Le défi de financement d'un parti politique demeure le même au Parti libéral, au Parti québécois et à l'ADQ (et au niveau municipal). Personne n'achète un politicien en participant à un cocktail ou un souper-bénéfice d'un parti politique à 500$ ou 1000$ le couvert. Mais l'apparence compte autant que les faits. Il y a un indiscutable rapprochement entre les grands donateurs et les politiciens et on ne peut pas empêcher les citoyens de soupçonner qu'il y a anguille sous roche.

Je propose donc que le financement des partis politiques, tant à l'échelle de tout le Québec qu'au niveau municipal, soit assuré à 100%, respectivement par le gouvernement et les municipalités. Les ministres et autres élus doivent pouvoir agir en toute indépendance d'esprit. Ils ne devraient pas être contraints, au nom de leur appartenance et de leur loyauté à une organisation politique qui ne vit pas de l'air du temps, de solliciter des donateurs.

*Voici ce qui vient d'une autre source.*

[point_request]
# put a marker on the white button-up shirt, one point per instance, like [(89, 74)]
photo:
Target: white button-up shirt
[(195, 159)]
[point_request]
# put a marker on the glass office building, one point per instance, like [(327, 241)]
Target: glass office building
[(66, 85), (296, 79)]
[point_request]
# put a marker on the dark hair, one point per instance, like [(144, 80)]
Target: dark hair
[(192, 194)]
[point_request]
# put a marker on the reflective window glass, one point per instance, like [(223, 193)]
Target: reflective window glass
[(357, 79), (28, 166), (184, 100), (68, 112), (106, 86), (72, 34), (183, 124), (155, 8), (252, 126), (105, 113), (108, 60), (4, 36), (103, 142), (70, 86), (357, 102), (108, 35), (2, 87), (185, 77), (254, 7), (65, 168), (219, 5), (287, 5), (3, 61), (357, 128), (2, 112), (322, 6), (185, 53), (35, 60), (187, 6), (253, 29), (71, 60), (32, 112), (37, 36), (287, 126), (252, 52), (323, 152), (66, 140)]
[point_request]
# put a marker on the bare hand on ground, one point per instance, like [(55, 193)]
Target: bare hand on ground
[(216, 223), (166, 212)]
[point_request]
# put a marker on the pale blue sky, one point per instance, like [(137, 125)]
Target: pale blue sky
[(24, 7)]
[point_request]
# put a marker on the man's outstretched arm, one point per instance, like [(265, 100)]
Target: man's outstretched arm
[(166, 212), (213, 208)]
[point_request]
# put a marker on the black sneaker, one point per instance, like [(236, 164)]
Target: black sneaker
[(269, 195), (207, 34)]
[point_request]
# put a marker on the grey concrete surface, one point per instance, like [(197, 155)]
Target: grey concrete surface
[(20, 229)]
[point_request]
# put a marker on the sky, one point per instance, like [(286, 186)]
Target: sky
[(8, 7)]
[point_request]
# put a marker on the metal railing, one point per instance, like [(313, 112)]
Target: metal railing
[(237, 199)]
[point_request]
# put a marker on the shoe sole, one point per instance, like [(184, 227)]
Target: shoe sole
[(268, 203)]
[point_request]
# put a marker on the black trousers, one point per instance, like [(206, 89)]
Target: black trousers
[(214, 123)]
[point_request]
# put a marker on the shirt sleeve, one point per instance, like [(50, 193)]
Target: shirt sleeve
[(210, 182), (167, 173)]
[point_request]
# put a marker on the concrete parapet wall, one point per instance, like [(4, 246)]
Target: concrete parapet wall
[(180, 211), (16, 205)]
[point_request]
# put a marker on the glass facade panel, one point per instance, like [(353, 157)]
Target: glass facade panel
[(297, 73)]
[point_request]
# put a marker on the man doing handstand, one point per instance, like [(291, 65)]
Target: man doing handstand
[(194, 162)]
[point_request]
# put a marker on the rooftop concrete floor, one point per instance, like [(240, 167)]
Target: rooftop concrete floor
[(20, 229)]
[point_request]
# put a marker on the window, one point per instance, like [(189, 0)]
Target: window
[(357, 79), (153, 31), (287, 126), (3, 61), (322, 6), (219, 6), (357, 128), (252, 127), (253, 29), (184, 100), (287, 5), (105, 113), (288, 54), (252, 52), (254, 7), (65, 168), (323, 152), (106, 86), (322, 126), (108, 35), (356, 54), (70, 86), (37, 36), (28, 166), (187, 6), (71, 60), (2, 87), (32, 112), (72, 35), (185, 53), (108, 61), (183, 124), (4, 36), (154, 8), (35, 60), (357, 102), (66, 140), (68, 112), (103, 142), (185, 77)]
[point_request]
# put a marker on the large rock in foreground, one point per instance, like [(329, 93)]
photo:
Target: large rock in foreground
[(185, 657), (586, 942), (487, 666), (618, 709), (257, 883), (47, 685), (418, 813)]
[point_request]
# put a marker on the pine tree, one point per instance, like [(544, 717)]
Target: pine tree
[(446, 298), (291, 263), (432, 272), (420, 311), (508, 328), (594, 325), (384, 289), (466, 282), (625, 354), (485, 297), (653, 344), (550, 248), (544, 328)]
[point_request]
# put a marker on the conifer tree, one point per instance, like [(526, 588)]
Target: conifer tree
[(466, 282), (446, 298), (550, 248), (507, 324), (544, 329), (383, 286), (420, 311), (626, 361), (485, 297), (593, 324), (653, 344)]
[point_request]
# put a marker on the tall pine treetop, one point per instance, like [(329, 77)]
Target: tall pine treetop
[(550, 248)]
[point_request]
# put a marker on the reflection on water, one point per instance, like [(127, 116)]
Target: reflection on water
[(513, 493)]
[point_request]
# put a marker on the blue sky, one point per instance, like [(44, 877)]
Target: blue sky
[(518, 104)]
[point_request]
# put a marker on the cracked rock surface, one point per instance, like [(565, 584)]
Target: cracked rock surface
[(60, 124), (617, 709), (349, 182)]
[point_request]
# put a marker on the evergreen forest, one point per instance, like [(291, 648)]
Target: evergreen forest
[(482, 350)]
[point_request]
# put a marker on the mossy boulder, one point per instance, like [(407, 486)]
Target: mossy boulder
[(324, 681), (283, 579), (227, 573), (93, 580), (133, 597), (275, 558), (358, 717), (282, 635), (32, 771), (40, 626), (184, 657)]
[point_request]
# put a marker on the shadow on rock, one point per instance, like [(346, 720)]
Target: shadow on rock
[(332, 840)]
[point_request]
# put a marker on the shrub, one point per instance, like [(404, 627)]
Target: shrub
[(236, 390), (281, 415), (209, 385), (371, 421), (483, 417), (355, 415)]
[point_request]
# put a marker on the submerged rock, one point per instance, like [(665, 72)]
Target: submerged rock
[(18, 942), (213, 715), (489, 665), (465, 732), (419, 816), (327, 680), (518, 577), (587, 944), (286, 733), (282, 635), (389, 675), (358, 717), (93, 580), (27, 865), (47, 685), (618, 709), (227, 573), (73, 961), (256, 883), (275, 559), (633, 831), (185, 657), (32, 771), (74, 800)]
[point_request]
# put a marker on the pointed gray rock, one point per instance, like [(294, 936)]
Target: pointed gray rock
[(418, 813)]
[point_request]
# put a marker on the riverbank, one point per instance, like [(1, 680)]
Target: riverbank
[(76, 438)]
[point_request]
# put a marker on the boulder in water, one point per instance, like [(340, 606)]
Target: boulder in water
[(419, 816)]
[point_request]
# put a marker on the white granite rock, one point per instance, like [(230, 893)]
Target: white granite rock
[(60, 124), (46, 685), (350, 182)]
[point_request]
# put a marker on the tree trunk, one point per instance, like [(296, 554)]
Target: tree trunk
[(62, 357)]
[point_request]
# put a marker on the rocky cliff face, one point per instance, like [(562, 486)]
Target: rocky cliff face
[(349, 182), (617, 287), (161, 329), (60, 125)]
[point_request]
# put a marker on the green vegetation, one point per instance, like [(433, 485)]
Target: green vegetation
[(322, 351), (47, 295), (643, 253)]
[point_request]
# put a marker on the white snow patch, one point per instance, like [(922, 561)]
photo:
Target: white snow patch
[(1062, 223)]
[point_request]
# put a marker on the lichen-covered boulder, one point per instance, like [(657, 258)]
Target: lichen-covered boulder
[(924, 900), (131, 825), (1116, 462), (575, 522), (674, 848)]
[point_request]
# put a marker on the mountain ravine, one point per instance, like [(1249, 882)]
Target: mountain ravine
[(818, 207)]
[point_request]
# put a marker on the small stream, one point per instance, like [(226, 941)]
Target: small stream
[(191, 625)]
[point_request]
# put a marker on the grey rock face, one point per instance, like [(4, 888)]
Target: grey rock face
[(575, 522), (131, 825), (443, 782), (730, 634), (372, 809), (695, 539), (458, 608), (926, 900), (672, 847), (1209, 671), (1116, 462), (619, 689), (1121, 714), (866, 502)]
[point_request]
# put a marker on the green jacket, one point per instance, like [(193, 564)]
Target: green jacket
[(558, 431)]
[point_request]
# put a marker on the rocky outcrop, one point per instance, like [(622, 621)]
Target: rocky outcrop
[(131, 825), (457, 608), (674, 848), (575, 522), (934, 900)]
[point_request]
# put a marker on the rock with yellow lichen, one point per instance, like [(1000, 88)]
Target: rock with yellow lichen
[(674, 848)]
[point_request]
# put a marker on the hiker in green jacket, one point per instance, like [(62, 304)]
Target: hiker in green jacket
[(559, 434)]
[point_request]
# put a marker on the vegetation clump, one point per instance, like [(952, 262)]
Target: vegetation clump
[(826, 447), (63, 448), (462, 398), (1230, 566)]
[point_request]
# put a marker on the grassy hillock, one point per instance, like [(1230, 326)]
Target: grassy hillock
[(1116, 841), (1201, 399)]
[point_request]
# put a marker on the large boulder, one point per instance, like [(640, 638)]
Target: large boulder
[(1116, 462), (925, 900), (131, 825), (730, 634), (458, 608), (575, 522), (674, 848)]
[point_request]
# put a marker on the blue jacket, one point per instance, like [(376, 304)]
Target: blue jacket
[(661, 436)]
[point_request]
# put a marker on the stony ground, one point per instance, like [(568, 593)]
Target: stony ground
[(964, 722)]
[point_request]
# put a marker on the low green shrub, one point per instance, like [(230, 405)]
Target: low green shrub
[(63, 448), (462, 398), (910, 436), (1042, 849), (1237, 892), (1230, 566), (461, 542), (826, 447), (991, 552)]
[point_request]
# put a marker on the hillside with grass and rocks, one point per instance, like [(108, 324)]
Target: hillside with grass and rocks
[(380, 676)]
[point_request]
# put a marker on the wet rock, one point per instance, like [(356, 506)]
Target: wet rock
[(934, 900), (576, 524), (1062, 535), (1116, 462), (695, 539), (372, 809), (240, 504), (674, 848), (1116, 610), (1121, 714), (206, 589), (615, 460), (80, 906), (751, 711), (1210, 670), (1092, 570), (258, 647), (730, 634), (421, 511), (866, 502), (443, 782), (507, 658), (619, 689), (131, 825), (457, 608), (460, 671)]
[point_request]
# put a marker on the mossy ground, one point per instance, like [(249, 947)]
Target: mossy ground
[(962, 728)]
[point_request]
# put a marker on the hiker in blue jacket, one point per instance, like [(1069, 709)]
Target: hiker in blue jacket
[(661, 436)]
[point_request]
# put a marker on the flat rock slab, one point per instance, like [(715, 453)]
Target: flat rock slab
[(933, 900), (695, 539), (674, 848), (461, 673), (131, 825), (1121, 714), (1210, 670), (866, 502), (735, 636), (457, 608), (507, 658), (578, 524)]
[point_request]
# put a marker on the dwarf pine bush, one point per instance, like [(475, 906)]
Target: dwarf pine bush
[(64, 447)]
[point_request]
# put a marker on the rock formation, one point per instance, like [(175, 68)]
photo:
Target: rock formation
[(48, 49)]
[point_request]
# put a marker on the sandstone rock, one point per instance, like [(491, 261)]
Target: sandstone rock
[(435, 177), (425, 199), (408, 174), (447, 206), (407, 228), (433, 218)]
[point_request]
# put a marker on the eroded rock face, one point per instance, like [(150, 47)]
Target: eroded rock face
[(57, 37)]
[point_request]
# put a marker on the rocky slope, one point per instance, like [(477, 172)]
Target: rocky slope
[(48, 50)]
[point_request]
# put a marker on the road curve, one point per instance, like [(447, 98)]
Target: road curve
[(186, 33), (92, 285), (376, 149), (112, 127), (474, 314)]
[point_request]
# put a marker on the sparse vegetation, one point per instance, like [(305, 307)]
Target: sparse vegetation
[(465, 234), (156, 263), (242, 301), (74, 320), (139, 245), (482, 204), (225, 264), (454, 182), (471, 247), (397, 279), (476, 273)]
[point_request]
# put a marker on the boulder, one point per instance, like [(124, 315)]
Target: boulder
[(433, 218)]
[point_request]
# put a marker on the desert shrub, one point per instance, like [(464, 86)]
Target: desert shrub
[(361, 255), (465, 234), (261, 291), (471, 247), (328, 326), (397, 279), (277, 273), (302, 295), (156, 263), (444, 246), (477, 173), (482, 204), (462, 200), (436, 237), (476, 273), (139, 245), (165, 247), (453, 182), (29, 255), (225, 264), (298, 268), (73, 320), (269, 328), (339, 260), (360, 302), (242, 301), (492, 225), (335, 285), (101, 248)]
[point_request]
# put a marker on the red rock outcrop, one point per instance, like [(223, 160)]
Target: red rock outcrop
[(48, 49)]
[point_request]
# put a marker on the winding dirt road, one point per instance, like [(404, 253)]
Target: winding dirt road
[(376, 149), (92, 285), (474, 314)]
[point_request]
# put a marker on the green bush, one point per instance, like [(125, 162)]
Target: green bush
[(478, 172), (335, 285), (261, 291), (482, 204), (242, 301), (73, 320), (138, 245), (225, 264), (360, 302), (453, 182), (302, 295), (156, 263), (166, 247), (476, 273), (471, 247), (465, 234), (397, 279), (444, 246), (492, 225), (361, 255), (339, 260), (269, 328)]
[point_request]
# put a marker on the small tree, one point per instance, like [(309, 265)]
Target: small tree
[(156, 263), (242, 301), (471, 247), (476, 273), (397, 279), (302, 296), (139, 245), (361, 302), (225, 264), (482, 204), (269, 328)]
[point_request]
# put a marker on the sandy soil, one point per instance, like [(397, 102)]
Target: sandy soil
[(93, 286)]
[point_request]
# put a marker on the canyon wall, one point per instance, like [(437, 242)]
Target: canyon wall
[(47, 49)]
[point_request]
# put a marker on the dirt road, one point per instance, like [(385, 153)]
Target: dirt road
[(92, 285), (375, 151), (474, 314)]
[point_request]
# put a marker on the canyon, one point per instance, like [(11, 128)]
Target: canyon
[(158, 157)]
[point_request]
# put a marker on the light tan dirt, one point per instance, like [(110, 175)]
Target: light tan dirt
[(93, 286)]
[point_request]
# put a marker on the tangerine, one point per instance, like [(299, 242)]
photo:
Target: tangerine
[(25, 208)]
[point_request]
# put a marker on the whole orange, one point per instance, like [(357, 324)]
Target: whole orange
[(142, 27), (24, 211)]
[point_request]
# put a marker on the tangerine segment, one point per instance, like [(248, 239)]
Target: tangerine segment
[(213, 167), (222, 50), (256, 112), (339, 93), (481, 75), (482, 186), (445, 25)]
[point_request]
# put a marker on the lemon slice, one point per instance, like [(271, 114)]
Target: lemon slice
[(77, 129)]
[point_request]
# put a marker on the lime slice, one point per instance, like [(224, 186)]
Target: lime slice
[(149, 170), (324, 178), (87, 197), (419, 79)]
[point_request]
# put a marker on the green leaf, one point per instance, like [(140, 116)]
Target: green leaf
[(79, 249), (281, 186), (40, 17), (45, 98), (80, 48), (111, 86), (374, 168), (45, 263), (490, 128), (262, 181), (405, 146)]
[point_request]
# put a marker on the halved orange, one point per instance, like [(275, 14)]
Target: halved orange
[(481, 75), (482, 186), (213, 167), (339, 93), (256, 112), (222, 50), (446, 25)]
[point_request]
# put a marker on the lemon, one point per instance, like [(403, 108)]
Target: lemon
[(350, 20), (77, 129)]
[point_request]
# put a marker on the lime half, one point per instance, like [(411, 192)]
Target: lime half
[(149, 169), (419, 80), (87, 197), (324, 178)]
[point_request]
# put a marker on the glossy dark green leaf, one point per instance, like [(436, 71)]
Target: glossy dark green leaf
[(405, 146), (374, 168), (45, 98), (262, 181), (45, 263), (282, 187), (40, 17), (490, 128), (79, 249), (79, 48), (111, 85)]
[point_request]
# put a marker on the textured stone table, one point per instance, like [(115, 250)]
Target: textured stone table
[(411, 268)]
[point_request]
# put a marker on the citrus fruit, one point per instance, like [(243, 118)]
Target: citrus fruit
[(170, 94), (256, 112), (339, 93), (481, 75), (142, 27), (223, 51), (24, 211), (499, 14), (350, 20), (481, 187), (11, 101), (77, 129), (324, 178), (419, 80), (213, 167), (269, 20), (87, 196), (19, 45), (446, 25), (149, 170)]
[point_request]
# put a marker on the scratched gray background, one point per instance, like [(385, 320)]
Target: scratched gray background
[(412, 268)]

De plus, tous les partis politiques seraient traités sur le même pied. Le financement public serait établi sur la base de critères objectifs, notamment sur le nombre de votes recueillis lors du dernier scrutin.

Au gouvernement du Québec, cela représenterait certes une dépense additionnelle de quelques millions de dollars. Cette dépense serait largement compensée par la diminution significative de toutes les enquêtes et vérifications qui sont effectuées pour donner suite à des allégations ou rumeurs reposant sur d'hypothétiques liens occultes entre une entreprise et les élus. Et ce ne serait pas payer cher pour la confiance renouvelée des citoyens à l'égard de leurs élus.